What role did COVID play in these results? It’s worth considering a few factors. West Bengal’s election had voting phases every week up through late April, but the other states collected votes primarily in late March and early April, making it difficult to gauge whether there was a COVID-specific Modi backlash in Tamil Nadu. Plus, when the Congress Party won back a few state assembly elections in 2018, supposedly because of disappointment with Modi, that did not translate to further electoral gains in the 2019 national elections. India’s states are highly distinctive, individual, and diverse, with varying local parties and regional influences and preferred ruling systems; it’s foolish to take any one state’s mandate as a representation of the desires of 1.3 billion people. At either rate, since 2014, anger at and disillusionment with the BJP at any level have not prevented the party from entrenching its power. The BJP can keep interfering with court decisions, passing oppressive laws, suppressing protesters, and spreading disinformation. Plus, with China set to dominate the global stage in the coming years, and Pakistan still a neighboring enemy, Modi can reliably invoke nationalist tropes to get the people riled up on his behalf, even if his touted image of a mighty India, uniquely strong on the world stage, fails to pass muster in the face of the coronavirus.

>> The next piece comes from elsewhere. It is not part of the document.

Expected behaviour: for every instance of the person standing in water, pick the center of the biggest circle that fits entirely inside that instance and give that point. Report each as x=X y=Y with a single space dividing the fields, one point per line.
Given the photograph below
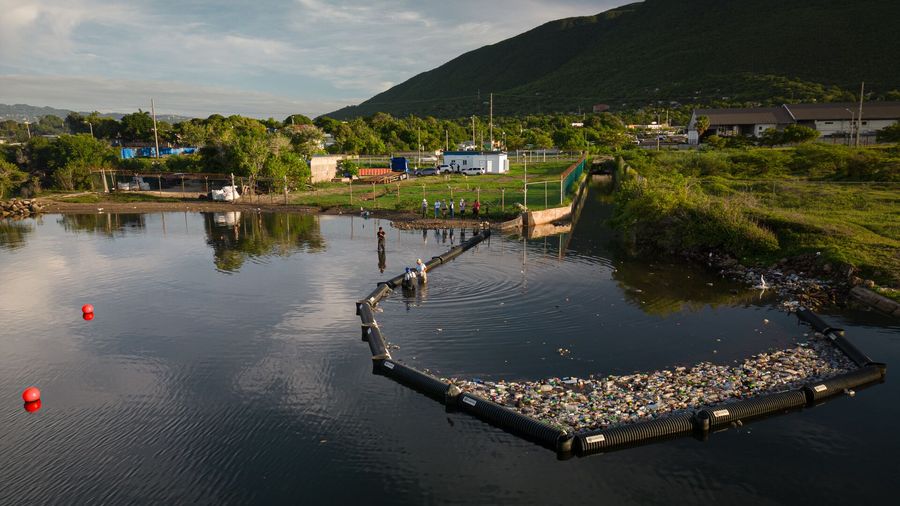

On the other hand, the grief and devastation from India’s latest health crisis have spread across international borders, and more and more stories of needless deaths and overpressured medical facilities are reported by the day. Indians have long known that their health systems are far from adequate, but the current breakdown has demonstrated this in even more horrific fashion. This is mass pain and reckoning of the type that has often been felt throughout Indian history, from the Bengal famine to the oppression of the Emergency to the Bhopal disaster—all of which were political turning points. With explicit reports of BJP-led states underreporting COVID death tolls, it won’t be hard for many to figure out who’s really to blame.
And while economic hardship isn’t new under Modi’s regime, COVID has only brought more extreme desolation. Indian news outlet the Print reported that millions of middle-class Indians now reside below the poverty line, and as the Hindustan Times notes, the pandemic has also severely affected upper-class constituencies that have supported Modi. Add to all this the astounding numbers and perseverance of the farmers’ movement, along with the inspiration of the 2019 anti-Modi protests, and one can make out a newly energized opposition, provided you squint.
The good news for Modi is that he won’t face new national elections until 2024. His opponents need to not only channel popular rage but also form a durable political coalition with national center-left party leaders. What anti-BJP victories in Tamil Nadu, Kerala, and West Bengal showed is that regional parties—many of which are nominally part of the United Progressive Alliance, a national center-left political coalition—still have some measure of power. The Congress Party is hopeless, and there’s no other national-level replacement just waiting for its chance. To mount a serious challenge to Modi, his most successful opponents will need to figure out how to work across state lines.